Variant quality filtering is operated in Variant Manager.
Use SNVs tab of the Variant Manager to apply basic filtering for SNVs and indels. These values are read from the opened VCF files and can be used interactively with the variant visualization.
The basic filters include:
To use separate quality filters for indels, go to Indels tab of Variant Manager and check "Use indel specific filters".

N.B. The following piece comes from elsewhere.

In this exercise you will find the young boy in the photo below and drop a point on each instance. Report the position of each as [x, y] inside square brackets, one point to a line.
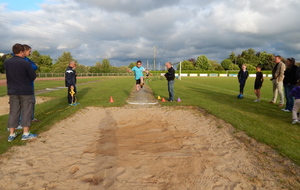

In somatic studies you can use the filters, tracks and comparison panel as in familial cases.
See example video of a whole-genome somatic variant analysis at our Youtube channel: "Somatic cluster analysis demonstration with BasePlayer"
Read analysis requires aligned BAM or CRAM files with index.
Variant quality metrics in VCF files are assessed by the used variant caller. Although the false positive rates of variant calls have decreased as methods have improved, read level inspection of variant calls and flanking regions are required in most cases. The integrated variant analysis and visualization in BasePlayer enables rapid workflow for variant validation - double-clicking the specific sample in the result table zooms in to the variant locus and expands the sample track. Reads appear on the sample track. Read level zoom enables user to inspect qualities, orientation, and mismatch rates of the overlapping and surrounding reads. In addition, the reference sequence and annotation tracks, such as repeat masker and mappability track, provide additional information about the variant calls.
Structural variants break points can be analyzed by inspecting discordant and splitted reads at the break point locus. BasePlayer groups discordant reads at the bottom to facilitate the analysis. The colors of the reads corresponds to either different kind of structural variant or chromosome color of the discordant read pair (in case read pairs have been mapped in different chromosomes). Concordantly mapped read pairs are colored as light green and red (forward and reverse strand).
On the above image, there is a LINE1 element at the left side of the left panel. Reads appear as dark, as the mapping quality is lower than set in the settings.
Colorful reads at adjacent to dark reads represents discordant reads, whose pair is aligned to different chromosome (color is determined by the pair's chromosome).
Double click discordant read to split the screen between the different chromosomes. You can split the screen as many times as
the monitor width allows.
At the right panel, there is a visible break point (mismatches in reads and in the coverage track).
Click read to view more information about the read.
Thousands of base pairs long reads are non-trivial to visualize, as a single read can span multiple genomic breakpoints, or multiple exons in the case of RNA data. BasePlayer recognizes long-read data, and makes a reasonable effort to present it properly. For instance, the researcher can divide the main screen between distinct genomic loci by double clicking a read that has been mapped to multiple locations (figure below). A demonstration video on how to visualize long-read data in BasePlayer can be viewed at the BasePlayer Youtube channel: "Third-generation sequencing data visualization with BasePlayer"
Three split views of the long read are shown, tracking the split mappings for a single long read. An inset info panel shows information on the selected read and a schematic illustration of split read orientations.
BasePlayer has a built in set of transcription factor position specific scoring matrices (PSSMs), obtained from Jaspar database and
https://www.nature.com/articles/nature15518.
If you are analysin the data with GRCh37, you can download aligned motifs from https://baseplayer.fi/tracks/ (TFbinding_sites_SELEX_GRCh37.bed.gz).
The BED file has the TF name in the "Name" field, which allows BasePlayer to recognize the correct PSSM for correct alignment and visualize it in place at the region track.
Option 1: download aligned motifs from Ensembl BioMart
Go to https://www.ensembl.org/ (make sure you go to correct version of the reference genome) and click BioMart from the header of the page.
Choose database -> Ensembl Regulation -> Choose dataset -> Human binding motifs.
Click "Attributes" and check the "Strand" checkbox.
Export the file as compresssed file and leave the TSV selected. Press "GO".
Open biomart file in BED converter and select "Name" for the Binding matrix column, and
chromosome, start,end and strand as in the original file header. Press convert.
Uncheck "zero based" from the track settings.
Option 2 (requires linux environment, python, bgzip and tabix): align and add motifs manually
You can add your own motifs to BasePlayer/additions/motifs folder. Create a .txt file and add the desired PSSMs in the file. Use the jaspar_pfm_add.txt as a template.
Motifs will be loaded to memory as the BasePlayer starts.
Use for example MOODS algorithm to align your motifs to the reference genome.
Conver MOODS output to BED file with this python script
Use following bash command:
cat moods_output.txt | python moods2bed.py | bgzip -c > output.bed.gz
After conversion create the tabix index for the file:
tabix -p bed output_bed.gz
The file can now be opened as a BasePlayer track and the motifs are visualized as a sequence logos.